Another way to create an organism with desirable traits is through genetic engineering. This technique was
developed shortly after we became to understand DNA and how it works. Instead of breeding together
individuals with desired traits and hoping the trait we want will become more prominent, scientists insert/replace
a segment of DNA from one organism into the DNA of another organism. In this way, a cell of an organism can
be made to produce a desired trait it doesn’t normally have or to eliminate an undesirable one. This is used to
help improve taste, color, texture, nutritional value, plant yield, or to make organisms more resistant to drought,
disease and other environmental hazards.\
We also create organisms with desirable traits through cloning. Cloning is the process of making a second
organism that is genetically identical to the original organism. Cloning does happen naturally in nature with
many types of asexual reproduction and in the case of identical twins, however in the lab humans have never
been attempted to be cloned. One Potential application of cloning include creating genetically identical organs
and tissues for victims of trauma. Having the replacement organs/tissues be the genetic clone of the persons own
organs/tissues with significantly reduce the risk of the body rejecting the replacements. Other potential
applications relate to medicine development and disease prevention
8. As our understanding of heredity grew, so did our desire to be able to better understand human genetics. In
October 1990, the Human Genome Project (HGP) began. Its goal was to map and sequence human DNA as
well as study the ethical, legal and social issues that relate to a better understanding of
human’s genetic makeup. Completed in 2003, two years early, the HGP mapped all of the
30,000 genes on the 23 pairs of human chromosomes. This information is helping scientists
and doctors identify, prevent and treat inherited disorders such as cystic fibrosis, muscular
dystrophy and cancer. The Human Genome Project has been compared to the Apollo moonlanding project as an outstanding scientific achievement of humankind.

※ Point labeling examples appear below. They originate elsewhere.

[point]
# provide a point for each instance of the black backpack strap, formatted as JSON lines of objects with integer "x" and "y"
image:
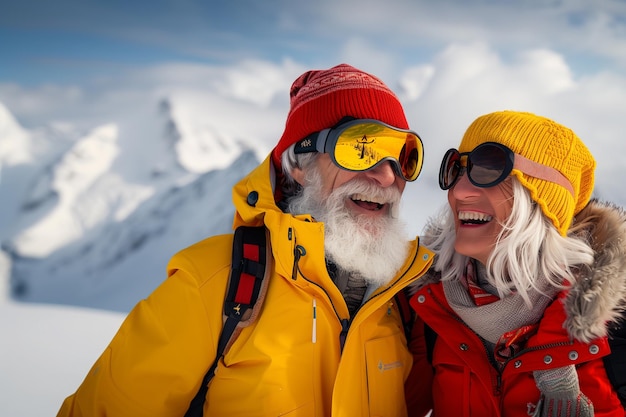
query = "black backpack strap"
{"x": 246, "y": 283}
{"x": 615, "y": 362}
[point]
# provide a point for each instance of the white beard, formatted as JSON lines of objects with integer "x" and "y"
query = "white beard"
{"x": 373, "y": 247}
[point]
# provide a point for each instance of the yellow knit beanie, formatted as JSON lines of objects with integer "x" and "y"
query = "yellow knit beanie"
{"x": 547, "y": 143}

Watch any crime show and you’ll see how we already use genetic information to assist us with
a crime solving. DNA fingerprinting is the process of matching the genetic information of a
piece of evidence, like a hair or blood sample, to an actual person. Just like our fingerprints are
unique to us, our DNA is unique to each individual (except with identical twins). The use of
DNA fingerprinting has helped our judicial system more effectively determine who is guilty
and who is innocent. Some wrongly accused individuals from past cases have later been proven
innocent through the review of evidence using DNA fingerprinting.
With our increased understanding of genetics also comes concerns about potential discrimination due to a
person’s genetics. Scientists and lawmakers have worked together to pass laws to help protect individuals from
genetic discrimination from work places and insurance companies through things like the federal Genetic
Information Nondiscrimination Act. For example, people who have inherited a harmful mutation to their BRCA1
and BRCA2 genes are at a much higher risk of developing breast and/or ovarian cancer. There are tests a person
can take to see if they have this gene, however, these laws protect them from having to share information about
their genetics with their jobs and most insurances, so it cannot be used against them in decision making
situations.
9. Gregor Mendel, the Father of Genetics, was an Austrian monk born in 1822. Using pea
plants, he was the first to study and explain how traits were passed from one generation to
the next.
Rosalind Franklin was the first scientist to research the complex structure of the DNA
molecule. Her x-rays of the DNA molecule were used by James Watson and Francis Crick to develop the
“double helix” model of DNA we use today.
(There is a great deal of controversy
over how much of who actually
discovered the structure of DNA first,
due to conflict between Franklin and
Maurice Wilkins, a peer researcher in
the lab Franklin worked. Wilkins is
who showed Franklin’s x-rays to Watson. Upon seeing the
x-rays, the structure of DNA became clear to him. Watson
and Crick beat Franklin to publication and later, with
Wilkins, received a Nobel Prize in 1962 for the double helix model of DNA).